Not a store, but try contacting kkamm on pnaquaria.

link to his ad.

http://www.pnaquaria.com/deal/Markh...sts_at_great_prices_Always_in_sto-323930.html


----------



## vaporize (Apr 10, 2006)

Pius said:


> Not a store, but try contacting kkamm on pnaquaria.
> 
> link to his ad.
> 
> http://www.pnaquaria.com/deal/Markh...sts_at_great_prices_Always_in_sto-323930.html


John has it cheaper


----------



## jarmilca (Sep 10, 2009)

We have a large variety of NLS formulas for very good price (HST included) http://angelfins.ca/


----------



## vincel892 (May 23, 2012)

vaporize said:


> John has it cheaper


Who's John? I tried contacting kkamm but he stopped replying.


----------



## vrodolfo (Apr 7, 2011)

I think they are talking about sugarglidder, he's on this forum and he carries NLS at a great price.



vincel892 said:


> Who's John?
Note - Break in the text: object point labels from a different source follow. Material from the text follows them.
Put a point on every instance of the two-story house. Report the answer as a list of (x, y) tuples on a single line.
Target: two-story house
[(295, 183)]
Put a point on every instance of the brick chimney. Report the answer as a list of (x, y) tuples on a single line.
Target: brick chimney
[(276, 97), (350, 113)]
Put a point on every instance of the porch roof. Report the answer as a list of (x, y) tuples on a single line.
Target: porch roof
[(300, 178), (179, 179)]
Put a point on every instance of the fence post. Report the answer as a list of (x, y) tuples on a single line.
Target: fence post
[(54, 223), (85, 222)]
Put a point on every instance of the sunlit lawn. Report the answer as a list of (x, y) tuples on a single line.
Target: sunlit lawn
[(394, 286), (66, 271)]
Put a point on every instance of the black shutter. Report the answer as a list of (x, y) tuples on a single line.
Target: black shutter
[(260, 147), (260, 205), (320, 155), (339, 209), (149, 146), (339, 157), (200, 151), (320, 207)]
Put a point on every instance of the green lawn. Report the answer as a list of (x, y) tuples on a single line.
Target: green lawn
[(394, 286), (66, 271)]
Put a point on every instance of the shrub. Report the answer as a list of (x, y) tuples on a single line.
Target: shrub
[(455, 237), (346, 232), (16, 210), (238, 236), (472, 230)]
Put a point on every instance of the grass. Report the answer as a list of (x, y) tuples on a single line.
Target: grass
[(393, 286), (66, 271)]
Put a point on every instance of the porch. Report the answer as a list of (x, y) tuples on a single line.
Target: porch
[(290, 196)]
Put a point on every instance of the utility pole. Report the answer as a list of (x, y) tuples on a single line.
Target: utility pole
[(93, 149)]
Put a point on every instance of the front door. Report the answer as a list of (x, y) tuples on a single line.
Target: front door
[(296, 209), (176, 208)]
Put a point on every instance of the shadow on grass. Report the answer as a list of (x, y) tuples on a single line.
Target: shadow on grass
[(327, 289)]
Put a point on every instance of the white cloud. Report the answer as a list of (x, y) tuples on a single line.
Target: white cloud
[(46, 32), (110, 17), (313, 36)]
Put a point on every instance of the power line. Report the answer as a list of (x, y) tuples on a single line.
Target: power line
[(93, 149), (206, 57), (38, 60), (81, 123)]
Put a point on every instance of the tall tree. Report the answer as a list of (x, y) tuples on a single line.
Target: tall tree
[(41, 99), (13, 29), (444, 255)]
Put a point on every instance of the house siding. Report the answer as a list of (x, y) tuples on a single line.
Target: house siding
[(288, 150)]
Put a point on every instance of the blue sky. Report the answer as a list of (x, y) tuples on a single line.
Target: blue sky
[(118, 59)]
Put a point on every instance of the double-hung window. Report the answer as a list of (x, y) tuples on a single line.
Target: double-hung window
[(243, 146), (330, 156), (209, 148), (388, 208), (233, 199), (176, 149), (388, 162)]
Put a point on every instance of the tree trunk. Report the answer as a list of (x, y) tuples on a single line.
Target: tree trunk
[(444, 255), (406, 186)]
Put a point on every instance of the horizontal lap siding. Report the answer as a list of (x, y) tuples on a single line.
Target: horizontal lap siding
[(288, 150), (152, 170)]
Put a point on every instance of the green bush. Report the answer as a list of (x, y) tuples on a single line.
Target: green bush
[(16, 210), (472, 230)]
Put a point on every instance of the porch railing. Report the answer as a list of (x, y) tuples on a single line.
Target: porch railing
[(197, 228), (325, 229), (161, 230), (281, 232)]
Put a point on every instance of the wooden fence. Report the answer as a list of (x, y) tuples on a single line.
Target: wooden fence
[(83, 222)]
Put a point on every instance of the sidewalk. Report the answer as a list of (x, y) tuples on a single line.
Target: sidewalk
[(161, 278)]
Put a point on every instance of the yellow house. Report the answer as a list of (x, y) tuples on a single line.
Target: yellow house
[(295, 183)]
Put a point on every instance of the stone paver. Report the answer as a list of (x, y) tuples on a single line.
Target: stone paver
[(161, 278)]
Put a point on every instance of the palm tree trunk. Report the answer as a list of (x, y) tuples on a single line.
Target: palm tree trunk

I tried contacting kkamm but he stopped replying.


----------



## vincel892 (May 23, 2012)

vrodolfo said:


> I think they are talking about sugarglidder, he's on this forum and he carries NLS at a great price.


Thanks a lot.


----------



## vrodolfo (Apr 7, 2011)

Vince,

I wouldn't PM him, he might not respond...he uses a different email address for orders, here's one:

[email protected]

I guess the other method would be to email him directly (not PM).


----------